The Court also noted that the plaintiffs did not come clean before the Court because there was no reference in the plaint of the fact that the plaintiffs were already aware that the defendants have started manufacturing and selling safety I.V catheters/ cannulae. The audit reports presented, prima facie, specifically pointed in this direction. The circumstance of safety I.V catheters/ cannulae being excepted from the list of products to which the non-compete clause of the agreement dated 17.01.2007 would apply, had also not been mentioned in the plaint.
The plaintiffs failed to establish a prima facie case and the balance of convenience did not lie in their favor. Consequently, the present prayer for an ad interim injunction was rejected. However, the plaintiffs could be protected by relying on the case of Bilcare Limited wherein the Court directed the defendants to keep accounts of the manufacture and sales of the safety I.V. cannulae in question during the pendency of the suit and to make the same available to the Court as and when directed by it. It was ordered accordingly while dismissing the case.

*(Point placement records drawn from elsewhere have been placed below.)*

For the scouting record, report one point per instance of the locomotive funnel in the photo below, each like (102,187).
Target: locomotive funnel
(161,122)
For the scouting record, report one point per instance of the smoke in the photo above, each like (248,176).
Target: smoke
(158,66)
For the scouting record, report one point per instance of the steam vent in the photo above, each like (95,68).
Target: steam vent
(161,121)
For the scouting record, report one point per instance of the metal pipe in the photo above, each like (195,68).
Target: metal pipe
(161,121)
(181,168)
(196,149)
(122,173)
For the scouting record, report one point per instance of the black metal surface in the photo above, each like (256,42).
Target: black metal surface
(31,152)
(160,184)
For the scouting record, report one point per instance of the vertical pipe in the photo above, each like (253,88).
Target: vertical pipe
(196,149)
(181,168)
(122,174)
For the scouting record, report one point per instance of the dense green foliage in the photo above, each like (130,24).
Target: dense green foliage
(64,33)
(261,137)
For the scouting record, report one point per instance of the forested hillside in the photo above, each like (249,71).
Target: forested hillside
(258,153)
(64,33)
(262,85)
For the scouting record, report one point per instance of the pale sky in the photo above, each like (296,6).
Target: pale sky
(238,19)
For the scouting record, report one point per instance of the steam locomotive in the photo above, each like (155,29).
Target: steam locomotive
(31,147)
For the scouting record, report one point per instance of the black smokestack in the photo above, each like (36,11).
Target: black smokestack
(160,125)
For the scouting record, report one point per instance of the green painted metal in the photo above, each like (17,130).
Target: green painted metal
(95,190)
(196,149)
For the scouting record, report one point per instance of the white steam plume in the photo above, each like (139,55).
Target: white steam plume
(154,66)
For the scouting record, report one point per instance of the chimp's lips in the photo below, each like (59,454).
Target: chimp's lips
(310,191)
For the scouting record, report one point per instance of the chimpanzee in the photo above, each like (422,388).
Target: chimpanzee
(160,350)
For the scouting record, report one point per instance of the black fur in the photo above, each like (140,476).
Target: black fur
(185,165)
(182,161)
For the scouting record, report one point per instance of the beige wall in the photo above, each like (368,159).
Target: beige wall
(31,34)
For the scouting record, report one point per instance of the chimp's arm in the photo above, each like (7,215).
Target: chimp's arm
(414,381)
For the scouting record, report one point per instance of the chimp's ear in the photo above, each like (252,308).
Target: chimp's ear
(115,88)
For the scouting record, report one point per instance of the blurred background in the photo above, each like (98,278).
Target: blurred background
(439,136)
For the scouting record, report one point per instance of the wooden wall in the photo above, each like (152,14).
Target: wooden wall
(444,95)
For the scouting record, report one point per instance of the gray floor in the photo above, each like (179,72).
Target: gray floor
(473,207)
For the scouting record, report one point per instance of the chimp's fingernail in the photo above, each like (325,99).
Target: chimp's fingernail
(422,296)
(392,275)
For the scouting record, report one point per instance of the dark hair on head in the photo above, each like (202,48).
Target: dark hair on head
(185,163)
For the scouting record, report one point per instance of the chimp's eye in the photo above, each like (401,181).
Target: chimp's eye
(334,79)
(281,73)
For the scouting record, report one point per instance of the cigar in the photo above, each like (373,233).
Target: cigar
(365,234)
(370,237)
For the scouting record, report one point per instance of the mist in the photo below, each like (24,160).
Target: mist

A patent is an exclusive right granted for an invention, which is a product or a process that provides, in general, a new way of doing something, or offers a new technical solution to a problem. To get a patent, technical information about the invention must be disclosed to the public in a patent application. In principle, the patent owner has the exclusive right to prevent or stop others from commercially exploiting the patented invention. In other words, patent protection means that the invention cannot be commercially made, used, distributed, imported or sold by others without the patent owner’s consent.

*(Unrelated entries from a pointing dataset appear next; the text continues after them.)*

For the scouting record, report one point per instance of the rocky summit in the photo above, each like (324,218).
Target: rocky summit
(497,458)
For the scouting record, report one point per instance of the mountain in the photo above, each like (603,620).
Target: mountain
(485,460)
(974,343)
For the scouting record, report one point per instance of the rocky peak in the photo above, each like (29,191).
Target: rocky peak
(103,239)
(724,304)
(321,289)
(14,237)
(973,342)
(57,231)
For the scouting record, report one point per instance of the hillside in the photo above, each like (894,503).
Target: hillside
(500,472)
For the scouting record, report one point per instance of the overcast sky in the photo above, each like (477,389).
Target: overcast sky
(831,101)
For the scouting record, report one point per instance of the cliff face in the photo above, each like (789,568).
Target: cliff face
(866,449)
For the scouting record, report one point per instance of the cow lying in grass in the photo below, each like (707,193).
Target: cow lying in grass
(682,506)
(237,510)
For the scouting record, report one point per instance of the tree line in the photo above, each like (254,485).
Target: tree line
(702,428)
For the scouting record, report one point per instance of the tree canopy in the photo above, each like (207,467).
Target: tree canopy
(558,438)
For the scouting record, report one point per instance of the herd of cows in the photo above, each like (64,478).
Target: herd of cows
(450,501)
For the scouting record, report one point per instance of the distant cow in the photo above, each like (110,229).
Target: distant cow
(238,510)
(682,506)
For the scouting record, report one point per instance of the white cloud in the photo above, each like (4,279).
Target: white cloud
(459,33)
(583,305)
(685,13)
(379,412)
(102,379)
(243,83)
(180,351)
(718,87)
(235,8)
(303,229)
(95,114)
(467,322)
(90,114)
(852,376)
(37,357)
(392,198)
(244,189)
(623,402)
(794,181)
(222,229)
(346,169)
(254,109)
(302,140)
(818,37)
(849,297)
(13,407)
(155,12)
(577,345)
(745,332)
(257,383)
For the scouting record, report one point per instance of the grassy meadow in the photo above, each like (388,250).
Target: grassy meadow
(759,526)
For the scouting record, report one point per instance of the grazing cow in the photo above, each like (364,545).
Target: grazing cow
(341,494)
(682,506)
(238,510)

The main feature of a patent is its novelty. A patent is granted to a product or process which is one of its kinds and has not been invented before. The discovery of any material or process cannot be a patent. In this case, there was no prima facie evidence that the patent held by the plaintiffs was bonafide. In fact, the defendants claimed the contrary with proof.
The Court’s order was correct. Within the small trial, many questions and doubts surfaced with regards to the validity of the patent. Various submissions were also made. Thus, if the Court would have granted injunction without first clearing these doubts/questions it would have sabotaged the procedure of delivering justice in this case.
Interim injunctions are court orders that prevent a party from doing a particular act, which will in some way damage/injure the other party or their property. When the ownership of the property itself is in question/doubt as in this case, it was right for the Court to not grant injunction without clearing the air around the questions.